A Roma invece spesso e volentieri si fa il giochino di spedire i turisti dall’altra parte della città, ma quella è goliardia, ovvio.

Un flash mob in corso Matteotti durante il periodo natalizio
(Foto by Varese Press)
«A Varese mangiate con le galline». Se nella capitale a sedersi a tavola prima delle 21.30 sono solo i turisti tedeschi, a Varese o ci si sbriga o si resta a digiuno.
La movida varesina (che in effetti davanti a quella trasteverina sparisce) è una leggenda chimerica: per il romano la città giardino si svuota al calar del sole e trovare un ristorante con la cucina ancora aperta alle dieci di sera è un’impresa.
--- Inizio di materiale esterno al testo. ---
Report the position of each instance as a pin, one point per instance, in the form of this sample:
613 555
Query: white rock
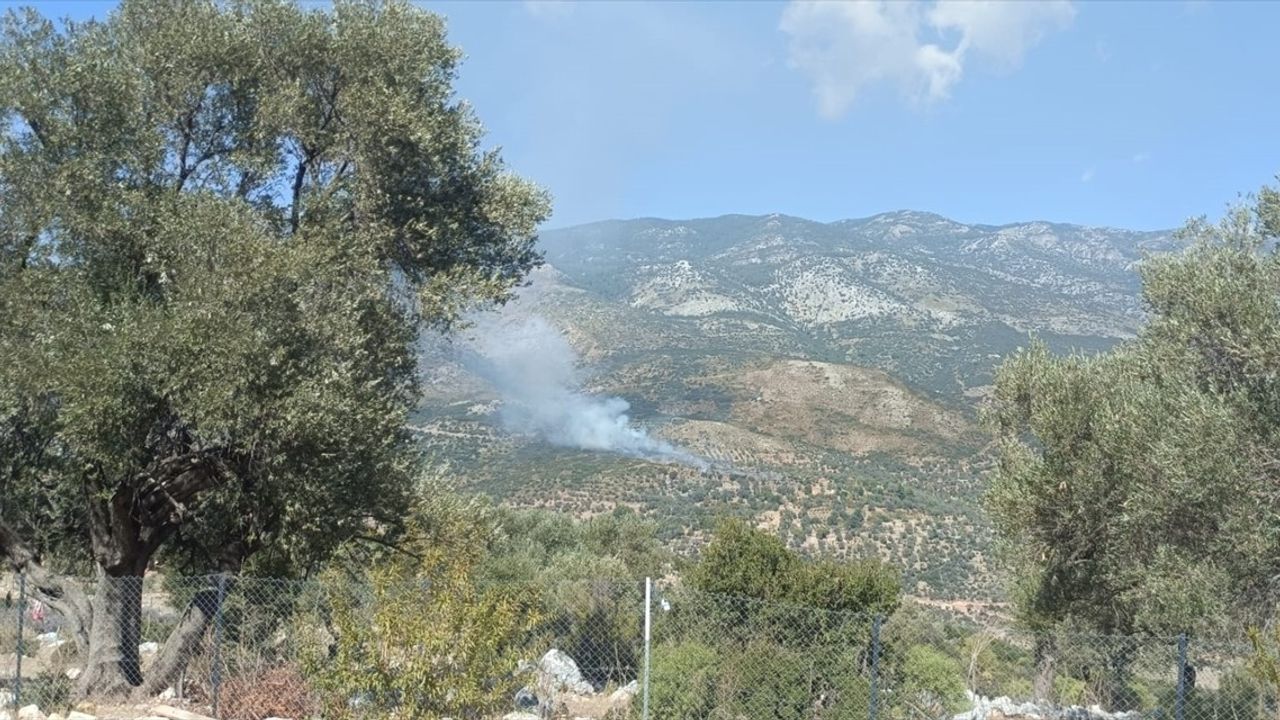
176 714
562 673
625 693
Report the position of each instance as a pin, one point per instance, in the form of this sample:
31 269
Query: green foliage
932 683
426 639
1132 487
222 227
752 564
682 680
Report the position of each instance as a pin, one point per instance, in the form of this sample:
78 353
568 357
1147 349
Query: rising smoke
536 373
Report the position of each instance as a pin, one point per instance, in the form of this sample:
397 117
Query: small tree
220 228
1136 490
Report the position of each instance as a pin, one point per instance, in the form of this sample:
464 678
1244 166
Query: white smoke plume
536 373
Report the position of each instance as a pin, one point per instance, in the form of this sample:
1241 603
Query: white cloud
845 48
548 8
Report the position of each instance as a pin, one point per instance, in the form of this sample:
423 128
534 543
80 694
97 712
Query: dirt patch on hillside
845 408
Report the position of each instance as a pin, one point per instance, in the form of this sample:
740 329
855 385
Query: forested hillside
831 369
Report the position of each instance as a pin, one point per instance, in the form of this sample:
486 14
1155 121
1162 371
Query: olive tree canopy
222 226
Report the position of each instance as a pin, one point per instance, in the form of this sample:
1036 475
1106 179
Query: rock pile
1008 709
560 689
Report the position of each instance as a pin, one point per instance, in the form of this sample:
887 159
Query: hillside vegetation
835 368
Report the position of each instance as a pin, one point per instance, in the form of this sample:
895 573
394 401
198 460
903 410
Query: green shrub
682 680
425 638
932 684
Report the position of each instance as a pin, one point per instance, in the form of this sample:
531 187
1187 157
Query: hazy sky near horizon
1128 114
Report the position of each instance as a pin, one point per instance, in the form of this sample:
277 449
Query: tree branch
63 595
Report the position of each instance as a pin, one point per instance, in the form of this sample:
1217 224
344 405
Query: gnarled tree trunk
114 665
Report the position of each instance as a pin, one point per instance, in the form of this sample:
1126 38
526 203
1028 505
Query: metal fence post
21 646
216 670
873 710
648 643
1180 701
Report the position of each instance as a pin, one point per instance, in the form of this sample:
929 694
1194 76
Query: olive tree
222 228
1138 490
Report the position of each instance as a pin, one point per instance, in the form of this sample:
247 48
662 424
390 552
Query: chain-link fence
240 648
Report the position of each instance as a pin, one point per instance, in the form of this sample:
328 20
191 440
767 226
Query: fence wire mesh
241 648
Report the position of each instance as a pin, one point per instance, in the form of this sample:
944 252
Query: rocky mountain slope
839 365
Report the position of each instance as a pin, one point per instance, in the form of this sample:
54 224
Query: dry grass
277 692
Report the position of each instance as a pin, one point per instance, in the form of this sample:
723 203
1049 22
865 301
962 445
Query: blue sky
1128 114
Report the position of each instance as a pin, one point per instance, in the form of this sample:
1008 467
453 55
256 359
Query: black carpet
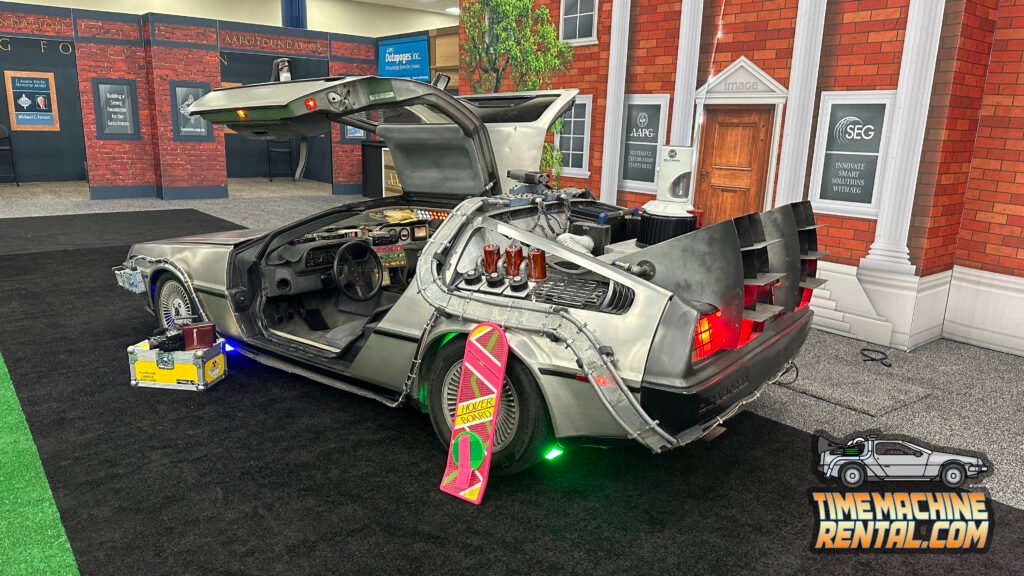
87 231
270 474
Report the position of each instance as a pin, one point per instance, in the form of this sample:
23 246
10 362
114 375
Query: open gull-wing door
439 147
518 122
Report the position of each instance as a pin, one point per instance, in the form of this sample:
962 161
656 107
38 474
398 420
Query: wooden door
732 163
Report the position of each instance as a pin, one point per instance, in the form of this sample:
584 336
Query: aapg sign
639 128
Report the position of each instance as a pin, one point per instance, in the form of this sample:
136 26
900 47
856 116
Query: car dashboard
397 235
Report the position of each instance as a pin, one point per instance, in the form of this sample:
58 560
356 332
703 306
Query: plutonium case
187 370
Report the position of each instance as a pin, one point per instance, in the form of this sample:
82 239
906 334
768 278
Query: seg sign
849 151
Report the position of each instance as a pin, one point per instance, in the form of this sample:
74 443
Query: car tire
171 296
530 429
953 476
852 476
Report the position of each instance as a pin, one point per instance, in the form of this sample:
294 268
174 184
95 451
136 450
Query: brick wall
182 52
349 57
861 48
991 235
846 239
760 30
589 73
952 127
651 70
111 46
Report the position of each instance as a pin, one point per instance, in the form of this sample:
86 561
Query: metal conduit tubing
463 212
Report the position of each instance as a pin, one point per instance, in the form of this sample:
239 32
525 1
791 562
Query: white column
899 181
803 88
615 99
687 60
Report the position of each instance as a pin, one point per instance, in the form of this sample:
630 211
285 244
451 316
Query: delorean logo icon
853 128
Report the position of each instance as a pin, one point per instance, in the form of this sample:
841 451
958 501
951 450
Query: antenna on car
441 81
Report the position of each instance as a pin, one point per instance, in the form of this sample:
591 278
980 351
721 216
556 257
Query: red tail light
706 339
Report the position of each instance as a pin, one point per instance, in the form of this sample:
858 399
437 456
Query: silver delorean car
628 330
872 459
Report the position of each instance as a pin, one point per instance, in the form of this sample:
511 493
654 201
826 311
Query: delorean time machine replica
622 324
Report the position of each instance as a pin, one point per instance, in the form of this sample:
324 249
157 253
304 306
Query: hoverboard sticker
477 405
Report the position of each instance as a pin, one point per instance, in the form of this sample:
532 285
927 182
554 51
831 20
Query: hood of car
439 147
228 238
943 456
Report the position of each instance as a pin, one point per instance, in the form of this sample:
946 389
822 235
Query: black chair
278 147
8 147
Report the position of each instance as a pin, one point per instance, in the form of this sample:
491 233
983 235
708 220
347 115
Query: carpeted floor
47 234
270 474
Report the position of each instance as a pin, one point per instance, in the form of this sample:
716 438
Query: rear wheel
852 476
953 476
522 426
173 304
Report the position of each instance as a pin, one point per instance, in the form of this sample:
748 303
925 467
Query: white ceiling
428 5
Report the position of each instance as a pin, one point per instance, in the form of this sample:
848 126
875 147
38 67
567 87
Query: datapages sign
404 57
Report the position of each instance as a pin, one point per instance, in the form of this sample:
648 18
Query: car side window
893 449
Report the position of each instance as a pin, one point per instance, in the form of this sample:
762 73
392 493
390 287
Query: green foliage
510 43
551 157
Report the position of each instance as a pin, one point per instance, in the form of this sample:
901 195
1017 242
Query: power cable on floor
871 355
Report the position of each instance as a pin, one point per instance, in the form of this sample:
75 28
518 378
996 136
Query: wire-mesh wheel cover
508 410
175 306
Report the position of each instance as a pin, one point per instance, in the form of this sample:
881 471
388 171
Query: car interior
330 287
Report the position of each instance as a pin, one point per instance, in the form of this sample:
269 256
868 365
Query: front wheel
522 425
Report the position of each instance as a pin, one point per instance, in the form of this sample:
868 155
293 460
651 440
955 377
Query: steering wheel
357 271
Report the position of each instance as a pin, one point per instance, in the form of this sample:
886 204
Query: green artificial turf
32 538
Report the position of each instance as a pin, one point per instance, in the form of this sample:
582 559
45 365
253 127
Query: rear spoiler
753 269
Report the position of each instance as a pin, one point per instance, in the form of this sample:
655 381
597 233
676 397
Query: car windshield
415 114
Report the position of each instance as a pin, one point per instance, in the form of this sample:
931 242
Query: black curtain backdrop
45 156
246 158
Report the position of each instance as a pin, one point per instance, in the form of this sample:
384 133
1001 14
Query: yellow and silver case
187 370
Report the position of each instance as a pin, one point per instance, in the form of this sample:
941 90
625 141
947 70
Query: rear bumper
722 383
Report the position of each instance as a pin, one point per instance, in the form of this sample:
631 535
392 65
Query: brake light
706 336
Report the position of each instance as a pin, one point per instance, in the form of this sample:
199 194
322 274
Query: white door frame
775 94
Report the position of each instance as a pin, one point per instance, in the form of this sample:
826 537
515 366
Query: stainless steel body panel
602 372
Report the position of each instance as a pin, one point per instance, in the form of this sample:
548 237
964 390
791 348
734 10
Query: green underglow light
448 338
554 453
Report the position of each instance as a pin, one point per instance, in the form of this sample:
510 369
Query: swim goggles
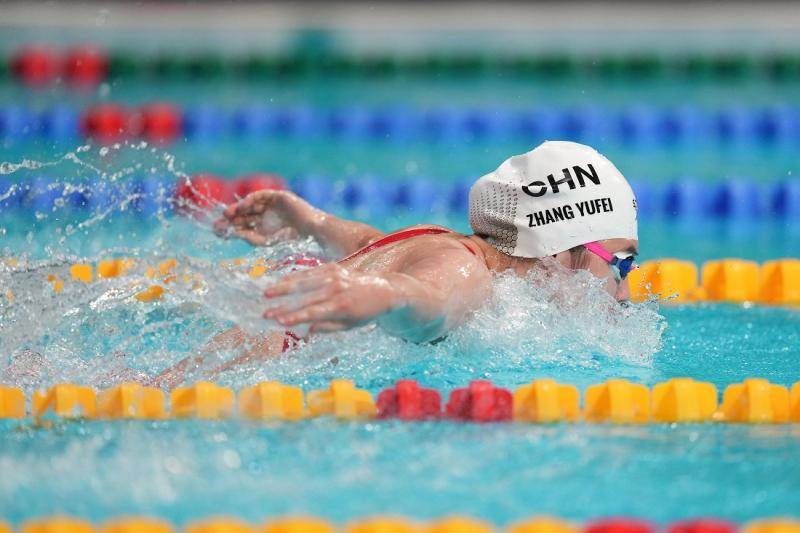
621 263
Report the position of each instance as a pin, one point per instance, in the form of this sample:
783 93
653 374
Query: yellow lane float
544 400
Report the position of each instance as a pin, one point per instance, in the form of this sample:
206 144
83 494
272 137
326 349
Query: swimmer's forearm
418 312
342 237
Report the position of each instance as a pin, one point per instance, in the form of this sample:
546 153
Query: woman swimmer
561 199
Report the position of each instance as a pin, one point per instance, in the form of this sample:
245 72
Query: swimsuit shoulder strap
399 236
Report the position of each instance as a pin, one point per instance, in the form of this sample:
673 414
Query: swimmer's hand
268 216
330 298
264 216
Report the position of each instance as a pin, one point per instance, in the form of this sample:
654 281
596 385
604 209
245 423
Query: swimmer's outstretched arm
432 292
266 215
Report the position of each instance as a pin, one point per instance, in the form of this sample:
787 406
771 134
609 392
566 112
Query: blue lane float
635 124
686 199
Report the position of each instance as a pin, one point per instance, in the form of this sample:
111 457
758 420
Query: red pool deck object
159 123
408 401
203 191
619 525
106 123
702 525
480 402
85 66
258 182
36 65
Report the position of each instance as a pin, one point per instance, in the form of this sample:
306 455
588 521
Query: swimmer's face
597 266
601 269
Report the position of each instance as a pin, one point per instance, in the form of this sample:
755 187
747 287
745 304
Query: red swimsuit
291 340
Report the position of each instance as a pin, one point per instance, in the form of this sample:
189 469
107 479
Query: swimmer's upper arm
442 284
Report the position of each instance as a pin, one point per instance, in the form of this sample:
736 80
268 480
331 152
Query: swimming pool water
183 470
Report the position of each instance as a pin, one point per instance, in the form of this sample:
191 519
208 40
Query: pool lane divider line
41 66
688 200
616 401
670 281
396 524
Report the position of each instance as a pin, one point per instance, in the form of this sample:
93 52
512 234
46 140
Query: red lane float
480 402
159 123
85 66
702 525
408 401
107 123
619 525
203 191
258 182
36 65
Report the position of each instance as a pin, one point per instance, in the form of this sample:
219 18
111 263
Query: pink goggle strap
599 251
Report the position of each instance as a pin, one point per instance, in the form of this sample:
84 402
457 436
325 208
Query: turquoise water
182 470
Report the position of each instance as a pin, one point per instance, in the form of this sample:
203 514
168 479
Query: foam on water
100 335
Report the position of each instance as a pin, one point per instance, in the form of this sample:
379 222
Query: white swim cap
557 196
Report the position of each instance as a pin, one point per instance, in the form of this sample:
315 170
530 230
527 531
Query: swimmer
562 200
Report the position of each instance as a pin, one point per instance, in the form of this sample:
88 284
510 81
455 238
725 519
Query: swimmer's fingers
307 280
255 203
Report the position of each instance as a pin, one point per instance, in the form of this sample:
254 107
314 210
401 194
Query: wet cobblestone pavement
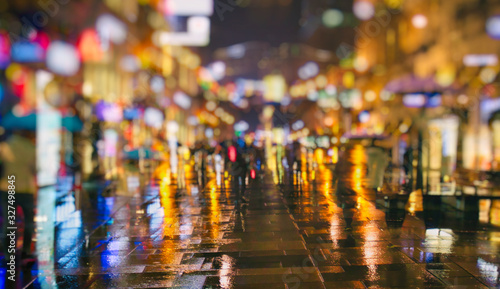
320 232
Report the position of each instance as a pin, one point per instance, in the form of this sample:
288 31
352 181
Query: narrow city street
316 230
249 144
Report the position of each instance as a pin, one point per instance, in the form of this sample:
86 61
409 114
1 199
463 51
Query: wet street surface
318 230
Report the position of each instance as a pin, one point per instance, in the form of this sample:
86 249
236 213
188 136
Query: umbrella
28 122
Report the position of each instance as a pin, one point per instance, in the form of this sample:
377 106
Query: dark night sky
275 23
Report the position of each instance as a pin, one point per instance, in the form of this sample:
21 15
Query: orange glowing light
89 46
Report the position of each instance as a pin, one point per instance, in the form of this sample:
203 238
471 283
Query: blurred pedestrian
19 160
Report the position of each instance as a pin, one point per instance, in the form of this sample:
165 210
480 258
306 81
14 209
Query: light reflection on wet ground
324 231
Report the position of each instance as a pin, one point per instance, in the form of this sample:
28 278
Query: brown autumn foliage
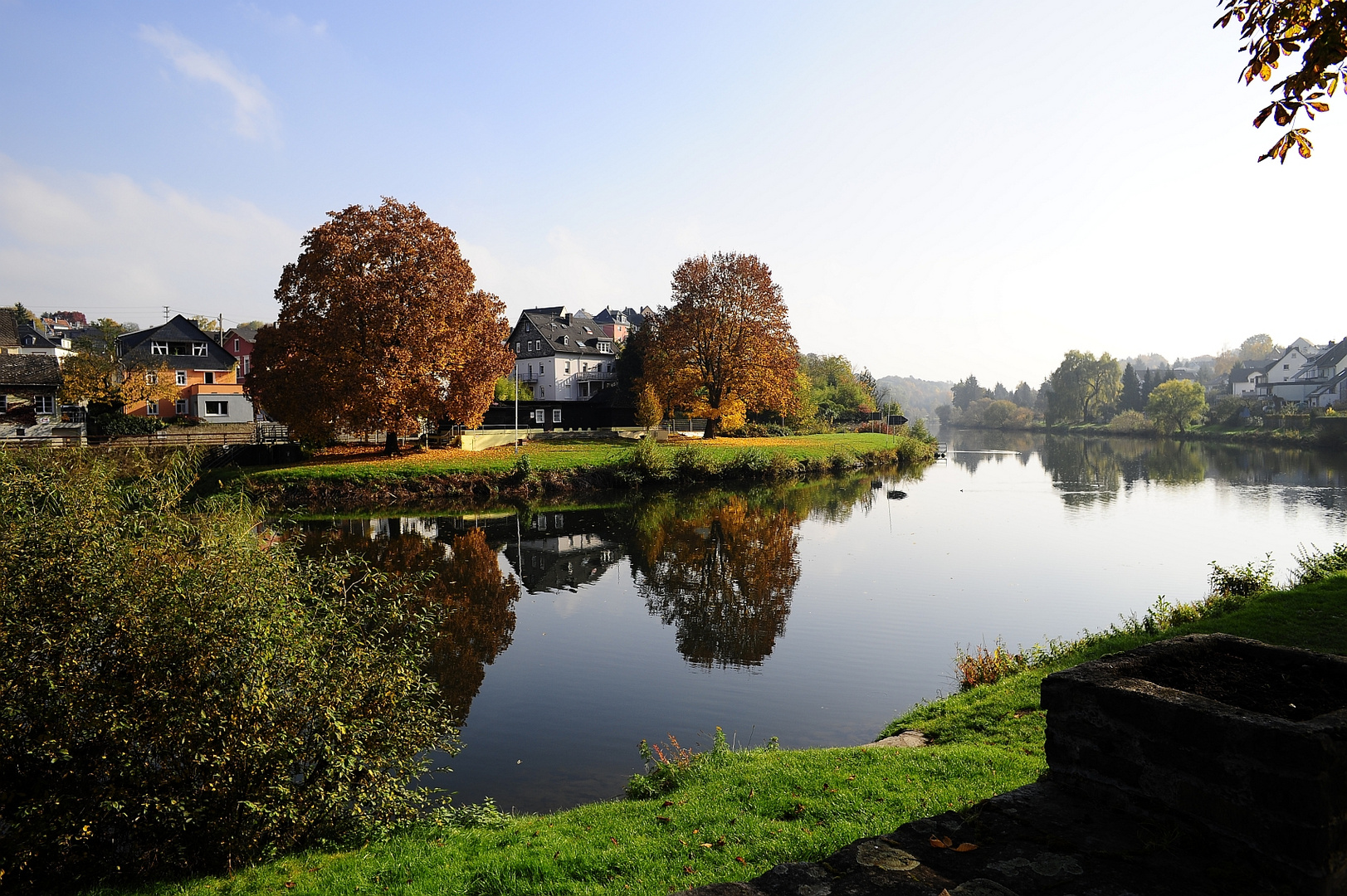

L’aperitivo a Loca Ubriaca: varesini in piazza per salvare la movida
(Foto by Varese Press)
«Ma davvero a Varese c’è il lago?»: se il lago di Como, per merito di Alessandro Manzoni (o George Clooney, a seconda dei riferimenti culturali) è noto urbi et orbi, quello di Varese resta invece un illustre sconosciuto.
A Roma c’è chi ignora l’esistenza del lago cittadino, figurarsi degli altri sei sparsi per la provincia. E no, nessun romano considererebbe mai Varese come meta di turismo lacustre: urge un ripasso di geografia, certo, ma anche una politica seria volta a valorizzare il lago di Varese – che, per inciso, è incantevole – non sarebbe male.
Chissà che la città giardino non possa un giorno essere conosciuta dal resto d’Italia anche come città d’acqua, rivaleggiando per fama e bellezza con Como, così vicina eppure così lontana.